Professora Doutora Bárbara Sousa Brito
A punição criminal da desobediência, num contexto de normalidade:
Nos termos do artigo 348º, nº 1, do Código Penal, comete um crime de desobediência, punível com pena de prisão até um ano ou com pena de multa até 120 dias, quem “faltar à obediência devida a ordem ou mandado legítimos, regularmente comunicados e emanados de autoridade ou funcionário competente”, se “uma disposição legal cominar, no caso, a punição da desobediência simples” ou “na ausência de disposição legal, a autoridade ou o funcionário fizerem a correspondente cominação”.
Assim e em suma, em geral o desrespeito por ordens ou mandados legítimos das forças de segurança já pode consubstanciar a prática de um crime de desobediência, sendo, no entanto, necessário, para que tal aconteça, que essa ordem seja acompanhada da cominação de que o seu não acatamento configura a prática de um crime de desobediência ou que exista prévia disposição legal que expressamente comine, nessa situação, o não acatamento da ordem, mandado ou determinação como crime de desobediência.
A punição criminal da desobediência, no atual contexto de estado de emergência:
Através do Decreto do Presidente da República n.º 14-A/2020, de 18 de março, foi decretado o estado de emergência em todo o território nacional, para vigorar entre as 00:00 do dia 22 de Março e as 23:59 do dia 2 de Abril. Nessa sequência foi posteriormente aprovado pelo Governo o Decreto nº 2-A/2020, de 20 de março, que procedeu à regulamentação do estado de emergência decretado pelo Presidente da República, nos termos do qual (cf. Artigo 2º, nº 1) “ficam em confinamento obrigatório, em estabelecimento de saúde ou no respetivo domicílio, os docentes com COVID 19 e os infetados com SARS – Cov 2”, bem como “os cidadãos relativamente a quem a autoridade de saúde ou os profissionais de saúde tenham determinado a vigilância ativa”. A violação deste dever de confinamento obrigatório constitui, nos termos do nº 2, crime de desobediência, punível, nos ternos do artigo 348º, nº 1, do Código Penal, com pena de prisão até um ano ou com pena de multa até 120 dias.

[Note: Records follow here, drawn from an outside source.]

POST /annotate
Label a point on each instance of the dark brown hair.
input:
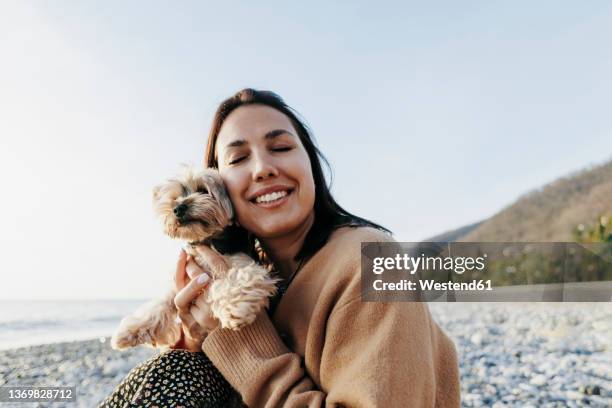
(329, 215)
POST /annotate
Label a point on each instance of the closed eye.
(237, 160)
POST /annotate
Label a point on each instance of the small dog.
(195, 208)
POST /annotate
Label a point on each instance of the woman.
(319, 345)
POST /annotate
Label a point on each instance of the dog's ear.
(214, 184)
(156, 191)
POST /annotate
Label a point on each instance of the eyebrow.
(268, 136)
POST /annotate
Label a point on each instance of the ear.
(156, 191)
(216, 188)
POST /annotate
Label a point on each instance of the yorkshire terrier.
(196, 208)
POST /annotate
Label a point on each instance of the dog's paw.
(237, 299)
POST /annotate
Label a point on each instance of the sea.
(31, 322)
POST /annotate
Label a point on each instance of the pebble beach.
(511, 354)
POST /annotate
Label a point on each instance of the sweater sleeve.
(375, 355)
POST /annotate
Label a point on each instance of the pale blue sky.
(432, 116)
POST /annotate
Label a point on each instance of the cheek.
(233, 184)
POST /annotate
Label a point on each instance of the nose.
(263, 169)
(180, 210)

Estabelece-se, ainda, na alínea b), do nº 1, do artigo 32º, do mesmo Decreto do Governo, que “compete às forças e serviços de segurança fiscalizar o cumprimento do disposto no presente decreto, mediante (…) a emanação das ordens legítimas, nos termos do presente decreto, a cominação e a participação por crime de desobediência, nos termos e para os efeitos do artigo 348.º do Código Penal, por violação do disposto nos artigos 7.º a 9.º do presente decreto e do confinamento obrigatório de quem a ele esteja sujeito”. Significa isto que também o não acatamento de ordens legítimas das forças de segurança para o cumprimento dos deveres previstos no artigo 7º (dever de encerramento de instalações e estabelecimentos), no artigo 8º (dever de suspensão de atividades no âmbito do comércio a retalho) e no artigo 9º (dever de suspensão de atividades no âmbito da prestação de serviços), quando acompanhado da respetiva cominação (i.e., da indicação de que o não acatamento da ordem constitui um crime de desobediência), constitui um crime de desobediência nos termos do mesmo artigo 348º do Código Penal.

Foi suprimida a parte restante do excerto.